Bahas Pemulihan Pariwisata Bali, Koster Temui Jokowi ke Istana

PERKEMBANGAN kasus positif Covid 19 di Bali memang konsisten masih berada di dua digit.

Peluang untuk membuka pariwisata internasional pun di depan mata.

Untuk itu, Presiden Jokowi mengundang sejumlah pejabat untuk mengikuti rapat terbatas (Ratas) membahas hal ini.

Baca juga: Polisi Bekuk Residivis Kambuhan Spesialis Congkel Jok Motor

Khusus Bali, Gubernur Bali Wayan Koster langsung hadir untuk memenuhi undangan presiden.

Orang nomor 1 di lingkungan Pemprov Bali ini diundang mengikuti rapat terbatas dengan Presiden RI, Ir. Joko Widodo, di Istana Merdeka, Senin (7/6) lalu untuk membahas pemulihan pariwisata Bali. 

Dalam rapat terbatas itu, Presiden Jokowi didampingi oleh menteri Sekretaris Negara, sekretaris Kabinet, menteri pariwisata dan Ekonomi Kreatif, menteri Keuangan, gubernur Bank Indonesia, dan ketua Otoritas Jasa Keuangan.

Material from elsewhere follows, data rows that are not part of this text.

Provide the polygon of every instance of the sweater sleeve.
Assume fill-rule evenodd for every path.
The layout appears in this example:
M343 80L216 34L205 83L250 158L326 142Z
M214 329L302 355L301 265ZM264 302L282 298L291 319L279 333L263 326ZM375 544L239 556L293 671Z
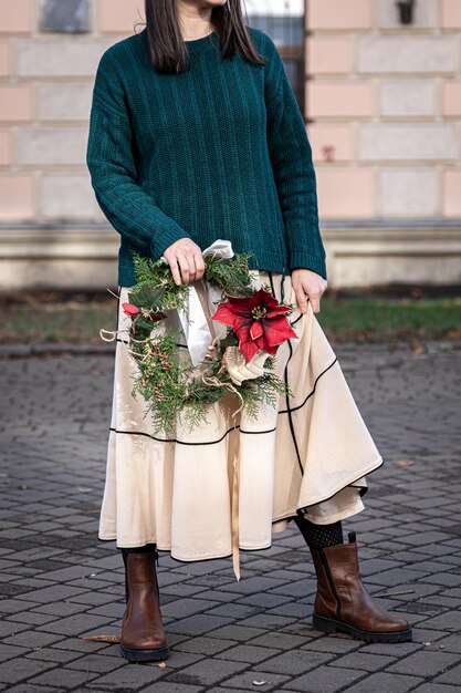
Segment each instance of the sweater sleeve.
M172 242L189 237L137 183L129 107L111 49L96 70L86 164L105 217L140 254L157 260Z
M285 225L290 271L306 268L326 279L311 144L282 58L269 35L266 44L268 146Z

Saat rapat terbatas, Presiden Jokowi membahas 5 (Lima) topik penting untuk pemulihan pariwisata Bali

Pertama, pencapaian vaksinasi di Bali; kedua, pengetatan protokol kesehatan Covid-19;

ketiga, mendorong kunjungan wisatawan domestik ke Bali; keempat, persiapan pembukaan koridor wisatawan mancanegara dengan protokol kesehatan secara ketat; dan

kelima, menyeimbangkan perekonomian Bali dengan ekonomi kreatif, ekonomi digital dan peningkatan ekspor sehingga tidak terlalu bergantung dari pariwisata.

Sementara, Gubernur Bali Wayan Koster saat rapat terbatas, melaporkan beberapa hal penting.

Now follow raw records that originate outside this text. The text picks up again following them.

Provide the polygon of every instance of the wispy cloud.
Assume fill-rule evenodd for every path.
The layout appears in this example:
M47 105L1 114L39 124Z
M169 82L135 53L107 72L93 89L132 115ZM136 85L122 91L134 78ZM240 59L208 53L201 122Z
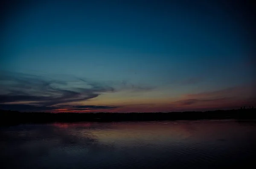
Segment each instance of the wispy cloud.
M70 110L106 109L115 106L72 106L84 102L106 92L128 90L143 92L154 88L126 82L110 83L89 80L74 77L76 80L60 80L47 77L28 74L5 72L0 77L0 103L2 107L19 108L31 110L69 109ZM31 101L29 105L17 104L18 102ZM15 104L12 104L15 102ZM4 106L3 104L9 104ZM59 106L66 105L66 106ZM68 107L67 105L69 107ZM50 108L49 108L50 107Z

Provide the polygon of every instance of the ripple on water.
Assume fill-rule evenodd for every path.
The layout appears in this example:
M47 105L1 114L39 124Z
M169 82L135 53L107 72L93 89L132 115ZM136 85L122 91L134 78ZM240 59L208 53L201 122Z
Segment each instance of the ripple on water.
M1 130L0 162L7 169L242 166L254 161L256 133L250 121L28 124Z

Pertama, pencapaian program vaksinasi.

Di hadapan presiden, Koster menyampaikan jika Bali telah menerima sekitar 3 juta dosis vaksin (50%) dari jumlah kebutuhan vaksin melalui Menteri Kesehatan.

Program vaksinasi massal dilaksanakan bersinergi dengan para bupati/walikota se-Bali dan didukung oleh Polda Bali, Kodam IX/Udayana, Perguruan Tinggi, fasilitas kesehatan milik pemerintah dan swasta, hotel, dan fasilitas umum lainnya.

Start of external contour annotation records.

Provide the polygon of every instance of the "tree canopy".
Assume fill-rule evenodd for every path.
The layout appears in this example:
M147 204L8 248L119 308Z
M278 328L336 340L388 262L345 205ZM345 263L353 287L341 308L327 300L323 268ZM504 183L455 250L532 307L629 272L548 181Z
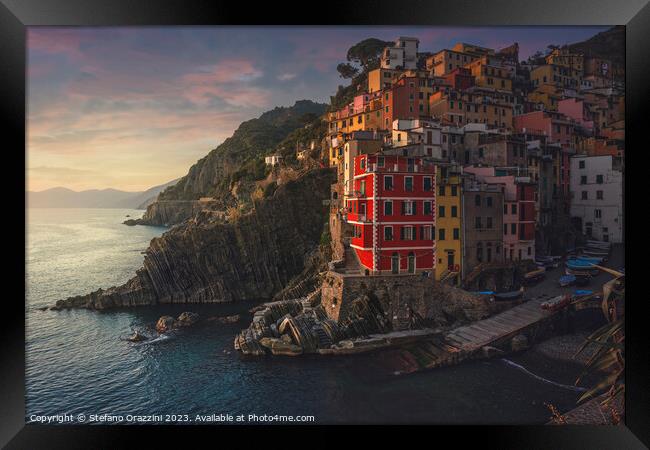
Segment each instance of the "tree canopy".
M372 70L379 65L379 57L384 47L390 45L394 45L394 43L377 38L364 39L350 47L347 59L350 62L359 64L364 71Z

Saat penyampaian laporan, hingga tanggal 6 Juni 2021, vaksinasi tahap pertama (suntikan ke-1) sudah mencapai lebih dari 1,4 Juta orang (47%) dan vaksinasi tahap kedua (suntikan ke-2) telah mencapai lebih dari 659 ribu orang (22%).

Untuk itu, guna mencapai kekebalan komunitas (herd immunity), imbuh Koster, Bali masih memerlukan sekitar 6 Juta dosis vaksin untuk vaksinasi 3 Juta penduduk (70%) dari total jumlah penduduk Bali

Kedua, dampak vaksinasi sudah mulai terlihat dari menurunnya kasus baru Covid-19, rata-rata kurang dari 50 kasus baru per hari yang semakin menurun, tingkat kesembuhan semakin meningkat mencapai angka lebih dari 95% (diatas rata-rata nasional, 91%).

Kemudian tingkat kematian mencapai 3, 71% atau cendrung menurun (namun masih diatas rata-rata nasional 2, 78%), yaitu kurang dari 5 orang per hari, dan jumlah kasus aktif mencapai kurang dari 1% yang terus menurun (di bawah rata-rata nasional 5,24%), yaitu 473 orang (227 orang dirawat di rumah sakit dan 246 orang di isolasi/karantina).

“Ketiga, Bali masih memerlukan tambahan 3 juta dosis vaksin (total kebutuhan 6 juta dosis vaksin) guna menuntaskan target vaksinasi untuk 3 juta penduduk,”terang Gubernur Wayan Koster.

Selanjutnya, poin keempat, dampak Covid-19 telah berdampak sangat serius terhadap pariwisata dan perekonomian Bali, pertumbuhan perekonomian Bali mengalami kontraksi sangat dalam yaitu pada tahun 2020 mengalami kontraksi 9,3% (negatif), dan pada triwulan pertama tahun 2021 mengalami kontraksi 9,8% (negatif).

“Kondisi ini harus cepat diatasi dengan kebijakan khusus yang bersifat spasial untuk Bali, agar pariwisata dan perekonomian Bali tidak semakin terpuruk,” ujar Koster saat menyampaikan hasil pertemuan tersebut pada Kamis (10/6).